You were described by
Charles Isherwood as ‘Samuel Beckett for the Jon Stewart generation’; how do you respond to that?
Beckett is someone who I think I must love. I don’t know him, never met him, and now he’s gone. There was a time when I would read Beckett and I was fascinated by all the formal innovations that he made; but more and more it just seemed to me about life and feeling and love and all those things. So I couldn’t be more pleased to be connected with Beckett in a phrase. I haven’t seen a ton of the Jon Stewart shows because I don’t have cable, but I have no trouble with that quote. It's been around for a while.

So Oh the Humanity is a series of short plays?

Yes, and I hope they’re related enough that it’s a coherent evening and different enough that it’s an evening that has many elements. I suppose in a way a lot of the same questions are in the air. There are a couple of monologues in the five short plays but they are both are set very clearly in a ‘realistic’ setting, such as a coach who’s delivering a press conference and a spokeswoman for an airline delivering a press conference. I hope there’s a different phrasing of the questions concerning somewhat similar problems as to what Thom Pain is reckoning with.

But coming at it from a slightly different angle?
I think so and I hope so. It’s funny, when those plays premiered in New York, Oh the Humanity I was a little bit worried that they would be taken as aggressively optimistic and cheerful, because I wasn’t shooting for that quality. But people found them a little bit less optimistic than I had thought they might. That said, I do mean them as I hope I mean everything - as some sort of encouragement for human beings.

I suppose the very fact we’re having this conversation shows that your conclusions on the question of existence were not entirely negative.
I’m all for living. You can quote me on that.

Do you write in other mediums?
I’ve written short stories, a couple of tries at a novel and I wrote a film once with a friend that got made in Brazil, so it was done in Portuguese; it was actually relief to know that the first thing that would happen with this thing is that every single word would be changed. I would like to write another film and have an idea that I think would have to be on film. I know I’m too old to be boyish about anything but I have this boyish fascination with theatre and the things a person might do in it.
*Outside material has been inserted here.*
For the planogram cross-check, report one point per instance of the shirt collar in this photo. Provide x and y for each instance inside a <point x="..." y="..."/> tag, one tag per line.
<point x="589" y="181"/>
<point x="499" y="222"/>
What's your view on how the US election is shaping up?
I voted for Obama and will again and I hope he wins, and I think he will. I’ll be surprised by the 300 million Americans, or I guess it’s about 140 million that vote, if he doesn't. It feels good right now, because it feels exciting enough to be exciting but not so much that it’s anxiety-ridden. I’m looking forward to staying up on election night. I hope it’s not some kind of recount fiasco - it’d be good to see a nice clear victory.